A string tied to the leg of a live chicken ensured there would be fresh meat -- just in case the fish weren't biting -- when Ottie Houser Roberson first camped at Hunting Island State Park.
But Roberson's husband made sure the whiting and spottail were plentiful that day while she kept his fishing lines untangled and fried drop biscuits over the campfire.
Roberson of West Columbia, who celebrated her 100th birthday in March, has been camping at Hunting Island State Park every spring and summer for almost 70 years. Her husband, Bob, has since passed away, but Roberson and her daughters are back again this year.
She remembers her first trip to the island when Civilian Conservation Corps "boys" were still working on the road -- which still had some low spots of pluff mud. Hunting Island State Park was one of 800 parks built by the corps, a Depression Era public work relief program for men ages 18 to 25.
"They had to pick our car up to get us out of the marsh mud," Roberson said.
Bob Roberson discovered the island while training at Marine Corps Recruit Depot Parris Island. Ottie was no stranger to camping before they married.
As a child, she recalls riding in a horse-drawn covered wagon to campgrounds near Cherokee, N.C.
"My father would put a sheet over the top of two wagons -- one for the children and one for the adults," she said of the times before cars were common.
Married in 1937, each summer the couple and their children would pack up a tent and six cots for summer vacation.
One year, Roberson remembers the family stayed in one of the three to four barracks left behind by the conservation corps.

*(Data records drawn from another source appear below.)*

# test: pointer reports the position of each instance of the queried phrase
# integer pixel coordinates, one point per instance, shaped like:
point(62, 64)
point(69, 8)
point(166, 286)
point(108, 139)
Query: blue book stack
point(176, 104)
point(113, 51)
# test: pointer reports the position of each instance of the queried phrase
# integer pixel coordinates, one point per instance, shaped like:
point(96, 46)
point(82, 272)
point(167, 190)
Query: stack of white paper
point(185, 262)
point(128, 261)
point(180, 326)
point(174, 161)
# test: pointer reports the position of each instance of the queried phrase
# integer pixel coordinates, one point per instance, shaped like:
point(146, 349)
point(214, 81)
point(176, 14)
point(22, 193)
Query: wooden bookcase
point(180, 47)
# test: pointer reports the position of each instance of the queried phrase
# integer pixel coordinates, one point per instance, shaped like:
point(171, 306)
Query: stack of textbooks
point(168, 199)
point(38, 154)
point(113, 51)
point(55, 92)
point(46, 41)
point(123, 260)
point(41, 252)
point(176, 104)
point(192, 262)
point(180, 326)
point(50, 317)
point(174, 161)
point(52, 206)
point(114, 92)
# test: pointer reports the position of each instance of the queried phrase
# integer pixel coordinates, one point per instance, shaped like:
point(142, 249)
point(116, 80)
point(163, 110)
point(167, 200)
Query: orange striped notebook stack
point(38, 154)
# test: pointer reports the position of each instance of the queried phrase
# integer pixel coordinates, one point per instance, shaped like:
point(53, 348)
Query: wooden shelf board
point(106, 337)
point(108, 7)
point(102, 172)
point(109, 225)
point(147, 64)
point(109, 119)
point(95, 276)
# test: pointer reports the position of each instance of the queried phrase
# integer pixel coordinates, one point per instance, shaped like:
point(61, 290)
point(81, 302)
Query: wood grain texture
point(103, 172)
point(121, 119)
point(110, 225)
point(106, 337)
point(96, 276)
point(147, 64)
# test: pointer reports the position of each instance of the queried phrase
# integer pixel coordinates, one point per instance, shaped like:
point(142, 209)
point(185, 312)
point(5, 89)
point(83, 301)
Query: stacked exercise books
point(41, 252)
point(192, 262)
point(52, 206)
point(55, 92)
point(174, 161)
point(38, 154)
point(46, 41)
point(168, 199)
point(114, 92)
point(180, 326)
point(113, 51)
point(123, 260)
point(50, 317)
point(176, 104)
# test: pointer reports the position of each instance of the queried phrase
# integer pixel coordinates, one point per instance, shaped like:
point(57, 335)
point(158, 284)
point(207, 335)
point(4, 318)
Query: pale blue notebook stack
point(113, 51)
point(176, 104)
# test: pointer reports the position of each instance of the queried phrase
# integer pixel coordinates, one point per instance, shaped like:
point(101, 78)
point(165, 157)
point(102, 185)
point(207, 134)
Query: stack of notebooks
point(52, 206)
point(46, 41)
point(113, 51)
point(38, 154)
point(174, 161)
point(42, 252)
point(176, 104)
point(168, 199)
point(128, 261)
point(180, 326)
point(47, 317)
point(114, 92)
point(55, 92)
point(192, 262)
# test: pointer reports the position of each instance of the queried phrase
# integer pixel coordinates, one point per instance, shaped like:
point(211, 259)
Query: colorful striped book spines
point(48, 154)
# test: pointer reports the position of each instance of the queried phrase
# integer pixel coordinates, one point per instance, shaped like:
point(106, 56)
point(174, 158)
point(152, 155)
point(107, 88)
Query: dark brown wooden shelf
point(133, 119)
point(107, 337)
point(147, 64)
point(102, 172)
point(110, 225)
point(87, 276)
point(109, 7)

"It was full of spiders, so we took our sleeping bags down to the beach and slept there, but when the tide came in we had to move," she said.

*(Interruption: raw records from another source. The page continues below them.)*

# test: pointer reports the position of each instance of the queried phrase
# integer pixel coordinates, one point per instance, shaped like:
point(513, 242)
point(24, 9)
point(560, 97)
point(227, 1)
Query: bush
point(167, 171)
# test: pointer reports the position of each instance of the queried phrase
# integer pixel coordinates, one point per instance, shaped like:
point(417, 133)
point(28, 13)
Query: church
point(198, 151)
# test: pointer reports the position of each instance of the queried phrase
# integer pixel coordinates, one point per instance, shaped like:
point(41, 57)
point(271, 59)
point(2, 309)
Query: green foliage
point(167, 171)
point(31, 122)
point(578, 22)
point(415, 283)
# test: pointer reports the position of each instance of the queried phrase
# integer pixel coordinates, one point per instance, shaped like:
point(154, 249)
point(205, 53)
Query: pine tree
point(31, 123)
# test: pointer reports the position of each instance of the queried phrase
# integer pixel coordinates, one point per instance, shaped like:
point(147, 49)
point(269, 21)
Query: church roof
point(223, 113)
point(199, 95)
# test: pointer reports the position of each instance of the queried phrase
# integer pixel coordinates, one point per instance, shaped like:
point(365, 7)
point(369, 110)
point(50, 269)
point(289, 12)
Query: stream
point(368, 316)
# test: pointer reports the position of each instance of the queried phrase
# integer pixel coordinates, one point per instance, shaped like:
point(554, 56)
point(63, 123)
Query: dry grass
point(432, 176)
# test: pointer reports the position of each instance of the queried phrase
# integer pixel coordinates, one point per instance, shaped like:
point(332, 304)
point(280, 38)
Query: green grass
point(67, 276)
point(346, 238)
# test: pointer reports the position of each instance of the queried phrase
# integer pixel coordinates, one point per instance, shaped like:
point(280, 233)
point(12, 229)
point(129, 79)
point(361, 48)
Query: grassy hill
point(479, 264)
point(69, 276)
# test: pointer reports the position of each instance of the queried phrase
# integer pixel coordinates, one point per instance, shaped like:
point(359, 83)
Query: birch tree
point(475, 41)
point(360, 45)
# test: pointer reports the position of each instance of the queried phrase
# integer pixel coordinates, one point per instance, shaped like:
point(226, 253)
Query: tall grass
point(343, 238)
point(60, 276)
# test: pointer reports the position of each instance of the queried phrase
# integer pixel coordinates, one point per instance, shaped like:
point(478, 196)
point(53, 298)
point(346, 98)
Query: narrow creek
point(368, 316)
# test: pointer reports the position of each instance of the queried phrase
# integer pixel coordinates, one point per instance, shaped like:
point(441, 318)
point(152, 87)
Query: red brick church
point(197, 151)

Stumps left behind by trees cut down by the conservation corps formed great places to easily find a supper of crabs.
"Water was standing around those old stumps and we would find all kinds of crabs in there," Roberson said. "We had plenty of crabs. And we had lard and corn meal if you didn't catch anything."
With plenty of fish and crabs in those days, they didn't have to eat the chicken they'd once brought as a backup dinner plan.

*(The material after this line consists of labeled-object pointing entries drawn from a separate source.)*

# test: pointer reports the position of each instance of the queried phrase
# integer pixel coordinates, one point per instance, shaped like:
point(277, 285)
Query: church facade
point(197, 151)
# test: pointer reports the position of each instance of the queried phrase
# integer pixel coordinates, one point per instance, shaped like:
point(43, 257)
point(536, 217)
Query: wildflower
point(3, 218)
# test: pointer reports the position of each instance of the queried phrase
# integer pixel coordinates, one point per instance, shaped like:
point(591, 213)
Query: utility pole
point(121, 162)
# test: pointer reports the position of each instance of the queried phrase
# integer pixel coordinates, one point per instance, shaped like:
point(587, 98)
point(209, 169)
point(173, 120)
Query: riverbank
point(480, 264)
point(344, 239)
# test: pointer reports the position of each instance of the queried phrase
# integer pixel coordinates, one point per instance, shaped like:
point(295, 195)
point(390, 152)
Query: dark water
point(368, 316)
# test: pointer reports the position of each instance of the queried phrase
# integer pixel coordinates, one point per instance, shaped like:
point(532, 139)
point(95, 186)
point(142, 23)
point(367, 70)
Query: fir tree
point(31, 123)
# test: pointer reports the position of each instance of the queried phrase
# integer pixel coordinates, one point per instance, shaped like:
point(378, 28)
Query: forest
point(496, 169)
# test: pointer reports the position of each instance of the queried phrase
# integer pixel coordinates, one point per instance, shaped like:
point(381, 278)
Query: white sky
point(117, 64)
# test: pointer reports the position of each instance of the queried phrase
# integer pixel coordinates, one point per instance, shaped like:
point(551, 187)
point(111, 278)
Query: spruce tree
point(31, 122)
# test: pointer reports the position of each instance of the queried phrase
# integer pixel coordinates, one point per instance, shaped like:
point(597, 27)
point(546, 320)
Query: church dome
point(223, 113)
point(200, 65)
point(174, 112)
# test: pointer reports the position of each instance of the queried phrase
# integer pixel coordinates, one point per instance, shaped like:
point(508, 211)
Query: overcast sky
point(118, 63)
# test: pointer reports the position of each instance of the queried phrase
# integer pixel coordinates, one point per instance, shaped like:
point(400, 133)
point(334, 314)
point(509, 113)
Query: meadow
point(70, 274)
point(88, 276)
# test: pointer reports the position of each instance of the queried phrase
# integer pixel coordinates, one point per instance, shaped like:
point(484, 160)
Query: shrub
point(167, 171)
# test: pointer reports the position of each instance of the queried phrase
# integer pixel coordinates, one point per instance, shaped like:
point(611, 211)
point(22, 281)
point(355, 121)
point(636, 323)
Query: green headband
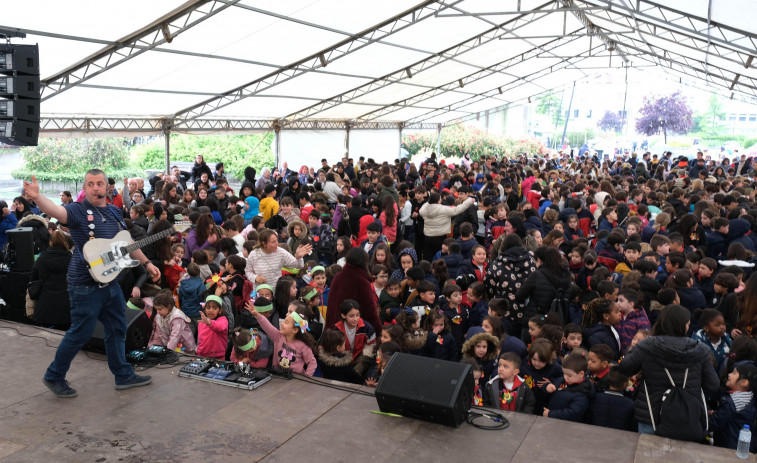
point(264, 308)
point(250, 345)
point(132, 306)
point(265, 286)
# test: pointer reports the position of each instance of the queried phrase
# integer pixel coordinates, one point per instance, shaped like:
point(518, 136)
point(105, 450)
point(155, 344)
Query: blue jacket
point(613, 410)
point(602, 334)
point(572, 403)
point(6, 223)
point(727, 422)
point(190, 296)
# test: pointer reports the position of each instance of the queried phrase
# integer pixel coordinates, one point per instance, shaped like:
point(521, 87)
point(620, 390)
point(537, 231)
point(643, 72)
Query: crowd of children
point(549, 277)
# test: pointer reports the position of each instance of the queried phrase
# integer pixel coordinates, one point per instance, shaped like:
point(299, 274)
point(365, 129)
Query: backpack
point(683, 414)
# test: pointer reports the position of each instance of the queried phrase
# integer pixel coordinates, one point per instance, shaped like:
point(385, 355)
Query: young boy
point(374, 237)
point(632, 255)
point(507, 390)
point(599, 365)
point(611, 408)
point(456, 311)
point(736, 408)
point(389, 301)
point(572, 402)
point(633, 318)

"We put a roost up by placing a fishing pole between two trees," Roberson said. "He'd crow every morning, and we fell in love with him. We ended up taking him home."
One summer, the Robersons started finding old shell casings which still had gunpowder in them. They were told the military had used the island for a firing range.
"We would take (the casings) home and break them apart and make our own fireworks for the Fourth of July," said Sybil Parsons, one of Roberson's daughters, during their recent trip to the island. "We would take an iron pipe and bend it and put cotton and the powder down in there with a string, light it and then you run."
The family's most unusual find was a set of human teeth -- which they were told by forensic experts probably came from a cemetery at Coffin Point.
Beachcombing finds such as the shell casings and sand dollars were more plentiful when the Robersons first started visiting the island.
Other things also have changed. Roberson and her daughters recall a vastly different beach line and road system that has changed due to erosion.
"I remember walking that beach and the banks were high with big dunes above," Parsons said. "Daddy brought us down here because he wanted us to enjoy nature as it was and the beauty of Hunting Island."